Artists’ films always are a dodgy venture. Film is such a sophisticated art form that most artists who tackle it end up looking like the amateurs they are. One artist’s film that might have been an exception, but sadly was never made, is celebrated in Sorcha Dallas’s gallery. This was a project that back in 1972 was to have been a collaboration between Alasdair Gray and Liz Lochhead. It would have been fascinating. Gray is best known now as a novelist and story teller. Lanark, his first great success includes a wonderful surreal account of harum-scarum student life at Glasgow School of Art 50 years ago.

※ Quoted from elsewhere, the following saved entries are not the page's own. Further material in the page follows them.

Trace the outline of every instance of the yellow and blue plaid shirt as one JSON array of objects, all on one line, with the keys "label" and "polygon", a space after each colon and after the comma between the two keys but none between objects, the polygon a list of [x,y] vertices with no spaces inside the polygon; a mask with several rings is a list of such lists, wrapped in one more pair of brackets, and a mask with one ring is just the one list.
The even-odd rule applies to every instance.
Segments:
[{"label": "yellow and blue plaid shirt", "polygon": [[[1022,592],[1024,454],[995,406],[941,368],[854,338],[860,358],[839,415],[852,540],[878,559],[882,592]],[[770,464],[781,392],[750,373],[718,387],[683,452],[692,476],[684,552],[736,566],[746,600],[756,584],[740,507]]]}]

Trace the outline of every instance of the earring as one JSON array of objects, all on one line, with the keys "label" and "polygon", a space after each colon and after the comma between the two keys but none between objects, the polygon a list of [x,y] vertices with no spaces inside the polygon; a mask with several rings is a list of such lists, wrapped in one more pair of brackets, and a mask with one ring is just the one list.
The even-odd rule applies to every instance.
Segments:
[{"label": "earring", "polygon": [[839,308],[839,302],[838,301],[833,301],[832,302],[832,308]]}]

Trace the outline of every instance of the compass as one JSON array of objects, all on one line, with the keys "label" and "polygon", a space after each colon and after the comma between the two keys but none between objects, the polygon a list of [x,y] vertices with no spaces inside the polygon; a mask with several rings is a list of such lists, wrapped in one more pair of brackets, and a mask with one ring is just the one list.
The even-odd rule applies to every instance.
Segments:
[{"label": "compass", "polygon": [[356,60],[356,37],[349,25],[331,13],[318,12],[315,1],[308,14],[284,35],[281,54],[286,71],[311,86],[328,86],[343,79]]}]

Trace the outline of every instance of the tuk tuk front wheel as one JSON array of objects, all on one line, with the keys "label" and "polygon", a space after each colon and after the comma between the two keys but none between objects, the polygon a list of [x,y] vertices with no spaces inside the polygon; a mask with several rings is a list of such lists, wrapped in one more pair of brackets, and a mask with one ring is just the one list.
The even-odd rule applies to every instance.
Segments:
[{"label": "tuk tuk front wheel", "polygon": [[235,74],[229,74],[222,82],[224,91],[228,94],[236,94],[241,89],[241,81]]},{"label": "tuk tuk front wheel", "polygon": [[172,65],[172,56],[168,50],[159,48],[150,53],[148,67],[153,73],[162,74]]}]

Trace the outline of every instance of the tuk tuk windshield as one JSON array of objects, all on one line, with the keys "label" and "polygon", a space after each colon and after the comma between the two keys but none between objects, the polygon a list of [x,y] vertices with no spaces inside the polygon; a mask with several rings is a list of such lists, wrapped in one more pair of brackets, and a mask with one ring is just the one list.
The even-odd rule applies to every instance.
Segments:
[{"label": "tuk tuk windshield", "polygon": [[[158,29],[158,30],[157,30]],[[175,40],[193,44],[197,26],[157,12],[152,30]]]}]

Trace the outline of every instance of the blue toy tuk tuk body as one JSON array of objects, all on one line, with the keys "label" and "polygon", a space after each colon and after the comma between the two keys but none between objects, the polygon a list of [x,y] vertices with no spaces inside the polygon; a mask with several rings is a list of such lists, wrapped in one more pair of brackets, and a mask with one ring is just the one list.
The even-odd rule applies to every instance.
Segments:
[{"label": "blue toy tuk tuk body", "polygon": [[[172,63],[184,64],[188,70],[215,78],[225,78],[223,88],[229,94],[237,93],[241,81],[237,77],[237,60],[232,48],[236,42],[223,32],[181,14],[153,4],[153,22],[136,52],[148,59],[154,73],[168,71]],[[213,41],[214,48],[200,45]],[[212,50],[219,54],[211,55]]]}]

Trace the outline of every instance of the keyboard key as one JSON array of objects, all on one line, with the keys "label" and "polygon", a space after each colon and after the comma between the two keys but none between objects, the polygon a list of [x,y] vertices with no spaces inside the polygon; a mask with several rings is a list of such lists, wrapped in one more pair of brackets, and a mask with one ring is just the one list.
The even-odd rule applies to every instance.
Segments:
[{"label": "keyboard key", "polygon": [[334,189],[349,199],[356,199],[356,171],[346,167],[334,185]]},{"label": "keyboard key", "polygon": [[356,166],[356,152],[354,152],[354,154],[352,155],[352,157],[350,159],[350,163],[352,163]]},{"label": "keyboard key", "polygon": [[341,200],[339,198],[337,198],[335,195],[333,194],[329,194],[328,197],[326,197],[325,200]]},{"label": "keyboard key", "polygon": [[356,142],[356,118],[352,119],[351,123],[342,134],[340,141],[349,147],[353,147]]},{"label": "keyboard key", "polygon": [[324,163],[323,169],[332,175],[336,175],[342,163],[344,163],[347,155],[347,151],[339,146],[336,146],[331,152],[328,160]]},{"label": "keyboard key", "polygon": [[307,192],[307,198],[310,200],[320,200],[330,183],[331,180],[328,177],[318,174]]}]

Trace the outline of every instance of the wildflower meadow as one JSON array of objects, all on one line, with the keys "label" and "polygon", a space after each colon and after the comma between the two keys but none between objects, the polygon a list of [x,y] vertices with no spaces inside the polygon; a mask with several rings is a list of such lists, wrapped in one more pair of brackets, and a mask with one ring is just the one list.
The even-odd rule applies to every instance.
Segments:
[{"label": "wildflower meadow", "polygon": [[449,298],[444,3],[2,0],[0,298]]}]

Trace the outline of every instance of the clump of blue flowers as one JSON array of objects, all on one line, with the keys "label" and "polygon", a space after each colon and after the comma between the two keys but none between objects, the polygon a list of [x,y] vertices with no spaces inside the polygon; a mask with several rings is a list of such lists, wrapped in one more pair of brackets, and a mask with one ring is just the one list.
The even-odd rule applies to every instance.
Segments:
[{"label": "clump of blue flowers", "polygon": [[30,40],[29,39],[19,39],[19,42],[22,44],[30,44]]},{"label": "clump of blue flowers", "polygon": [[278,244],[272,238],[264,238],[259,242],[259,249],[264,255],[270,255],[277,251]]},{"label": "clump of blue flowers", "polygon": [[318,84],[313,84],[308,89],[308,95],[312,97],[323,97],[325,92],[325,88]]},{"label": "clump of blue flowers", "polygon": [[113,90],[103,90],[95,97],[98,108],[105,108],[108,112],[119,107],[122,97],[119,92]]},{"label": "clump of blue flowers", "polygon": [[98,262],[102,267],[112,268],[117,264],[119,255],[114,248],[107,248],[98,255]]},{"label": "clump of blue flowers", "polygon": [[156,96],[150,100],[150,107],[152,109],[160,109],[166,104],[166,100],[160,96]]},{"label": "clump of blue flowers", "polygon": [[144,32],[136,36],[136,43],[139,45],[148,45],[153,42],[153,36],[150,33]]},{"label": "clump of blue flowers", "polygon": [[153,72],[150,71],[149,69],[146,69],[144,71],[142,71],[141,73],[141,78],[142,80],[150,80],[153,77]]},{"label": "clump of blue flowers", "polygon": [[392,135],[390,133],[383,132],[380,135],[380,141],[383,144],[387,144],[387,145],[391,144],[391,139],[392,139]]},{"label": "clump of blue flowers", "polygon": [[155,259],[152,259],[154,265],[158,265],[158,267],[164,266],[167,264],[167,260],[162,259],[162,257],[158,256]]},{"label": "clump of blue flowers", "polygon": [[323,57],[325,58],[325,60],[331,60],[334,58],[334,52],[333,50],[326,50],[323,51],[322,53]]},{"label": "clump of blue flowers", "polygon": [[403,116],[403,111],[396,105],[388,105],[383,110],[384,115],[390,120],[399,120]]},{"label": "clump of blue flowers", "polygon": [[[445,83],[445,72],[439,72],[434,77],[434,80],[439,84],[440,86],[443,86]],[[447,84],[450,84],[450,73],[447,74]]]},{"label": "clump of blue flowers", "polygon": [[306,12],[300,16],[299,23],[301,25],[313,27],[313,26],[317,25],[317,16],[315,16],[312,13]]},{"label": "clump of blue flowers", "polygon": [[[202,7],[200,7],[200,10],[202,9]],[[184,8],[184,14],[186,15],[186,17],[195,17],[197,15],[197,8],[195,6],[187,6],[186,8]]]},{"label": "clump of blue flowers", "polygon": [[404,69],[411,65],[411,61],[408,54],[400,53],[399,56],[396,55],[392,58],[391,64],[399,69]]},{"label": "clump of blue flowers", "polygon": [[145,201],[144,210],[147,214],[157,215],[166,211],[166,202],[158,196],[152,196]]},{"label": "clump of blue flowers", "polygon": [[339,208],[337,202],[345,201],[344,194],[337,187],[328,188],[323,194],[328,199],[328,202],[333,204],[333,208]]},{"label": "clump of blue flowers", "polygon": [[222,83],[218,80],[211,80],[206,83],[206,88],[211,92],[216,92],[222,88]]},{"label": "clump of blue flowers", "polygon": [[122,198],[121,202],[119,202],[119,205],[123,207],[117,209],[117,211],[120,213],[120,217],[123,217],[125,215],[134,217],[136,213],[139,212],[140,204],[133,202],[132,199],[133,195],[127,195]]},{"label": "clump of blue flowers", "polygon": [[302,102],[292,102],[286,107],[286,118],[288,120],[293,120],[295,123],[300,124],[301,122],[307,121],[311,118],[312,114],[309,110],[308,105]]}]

Gray always decorated his books and has never really stopped being a painter despite his success with his crossover to writing. This never-realised film would have been a different crossover and a highly original one. The idea was to intercut the narrative of a doomed romance between sequences of film with live actors and paintings by Gray of the characters and situations set as contemplative moments in film. Eight of those paintings survive – one of them was rescued from the bin-men very recently - but now they have been brought together again. Gray is a fine draughtsman and these are beautiful pictures. The Distance Between Lovers shows the two lovers embracing. In Snakes and Ladders, the girl, alone with her cat, contemplates the ups and down of life and love in the symbol of a savage-looking snakes and ladders board. Credit Panel includes a self-portrait and a portrait of Liz Lochead. It is testimony to a collaboration that never was, but which would have been fascinating and original.